Sie haben sich schon die Sieger-Zigarre angesteckt?
Der Wahlabend 2002 in der Hauptstadt: der Möllemann-Block tuschelte, die Sozen grölten und die Schwarzen schluckten tapfer Rotkäppchen-Sekt
So richtig zum Feiern war eigentlich niemand zumute in Berlin an diesem verregneten Sonntagabend: Die Union hat unter Edmund "Wir haben die Wahl gewonnen" Stoiber zwar deutlich zugelegt - aber wird aufgrund einer hauchdünnen Mehrheit von Rot-Grün den Kanzler nicht stellen, überdies hat CDU/CSU es nach dem vorläufigen amtlichen Endergebnis auch nicht geschafft, die stärkste Fraktion im Bundestag zu sein. Die SPD hat deutlich Stimmen verloren, genauso wie die "Gysi-lose" PDS. Die FDP verschluckte sich an Führerfragen. Blieben theoretisch nur die Grünen als Stimmungskanonen - doch die hatten kein Freibier. Der wahre Winner der Wahl hieß Bill Gates.
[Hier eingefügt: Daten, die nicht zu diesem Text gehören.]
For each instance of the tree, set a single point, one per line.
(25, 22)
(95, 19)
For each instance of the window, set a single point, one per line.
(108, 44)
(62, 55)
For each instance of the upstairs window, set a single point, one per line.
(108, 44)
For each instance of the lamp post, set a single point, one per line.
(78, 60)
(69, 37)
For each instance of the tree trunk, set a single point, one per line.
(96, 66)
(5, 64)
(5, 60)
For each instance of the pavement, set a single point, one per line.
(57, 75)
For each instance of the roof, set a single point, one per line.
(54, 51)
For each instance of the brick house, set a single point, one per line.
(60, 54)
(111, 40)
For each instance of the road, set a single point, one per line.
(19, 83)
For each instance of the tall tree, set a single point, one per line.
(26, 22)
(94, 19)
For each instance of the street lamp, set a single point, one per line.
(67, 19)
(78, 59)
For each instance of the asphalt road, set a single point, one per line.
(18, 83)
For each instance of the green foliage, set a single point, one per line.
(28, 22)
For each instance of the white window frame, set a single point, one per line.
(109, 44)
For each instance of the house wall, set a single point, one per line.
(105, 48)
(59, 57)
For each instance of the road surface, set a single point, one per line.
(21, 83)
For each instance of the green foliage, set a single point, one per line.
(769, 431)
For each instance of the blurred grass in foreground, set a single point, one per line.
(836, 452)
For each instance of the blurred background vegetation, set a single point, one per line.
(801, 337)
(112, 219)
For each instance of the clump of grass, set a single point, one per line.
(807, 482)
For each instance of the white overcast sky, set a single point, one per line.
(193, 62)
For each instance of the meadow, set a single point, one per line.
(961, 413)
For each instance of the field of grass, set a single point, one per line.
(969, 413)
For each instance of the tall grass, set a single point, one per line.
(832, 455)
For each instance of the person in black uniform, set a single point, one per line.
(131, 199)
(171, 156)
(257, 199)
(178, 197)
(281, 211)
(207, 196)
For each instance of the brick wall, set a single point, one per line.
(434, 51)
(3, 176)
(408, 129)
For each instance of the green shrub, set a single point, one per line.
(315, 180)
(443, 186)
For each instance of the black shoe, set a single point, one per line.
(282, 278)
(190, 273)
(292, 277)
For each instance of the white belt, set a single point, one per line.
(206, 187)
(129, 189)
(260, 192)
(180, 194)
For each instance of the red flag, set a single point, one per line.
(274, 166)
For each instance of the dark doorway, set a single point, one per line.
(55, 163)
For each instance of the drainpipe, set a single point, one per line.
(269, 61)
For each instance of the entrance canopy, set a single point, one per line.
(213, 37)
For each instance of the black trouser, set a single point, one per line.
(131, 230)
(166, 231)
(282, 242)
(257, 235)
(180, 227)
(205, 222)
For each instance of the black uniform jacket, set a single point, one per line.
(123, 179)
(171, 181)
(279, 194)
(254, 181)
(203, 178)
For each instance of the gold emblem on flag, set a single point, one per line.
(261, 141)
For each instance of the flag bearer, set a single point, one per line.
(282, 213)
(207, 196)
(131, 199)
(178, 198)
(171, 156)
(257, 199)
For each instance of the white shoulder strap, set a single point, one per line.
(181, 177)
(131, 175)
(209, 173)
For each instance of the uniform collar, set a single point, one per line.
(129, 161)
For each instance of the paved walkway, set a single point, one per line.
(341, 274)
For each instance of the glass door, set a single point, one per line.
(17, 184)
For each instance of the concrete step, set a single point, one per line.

Ein spannender Abend versprach es zu werden: Noch nie lagen im Vorfeld einer Bundestagswahl die Umfrageergebnisse der Realo-Koalitionsblöcke so eng beieinander wie in diesem Jahr. Echte Wechselstimmung konnten die Meinungsforscher zwar nicht ausmachen - große Zufriedenheit mit den Leistungen der rot-grünen Koalition schon allein angesichts der Wirtschaftskrise und vier Millionen Arbeitslosen allerdings auch nicht. Die große Frage des Tages war daher, wie man an der Urne abstimmen sollte - und die des Abends, welcher Party man die besten Stimmungseindrücke entlocken könnte.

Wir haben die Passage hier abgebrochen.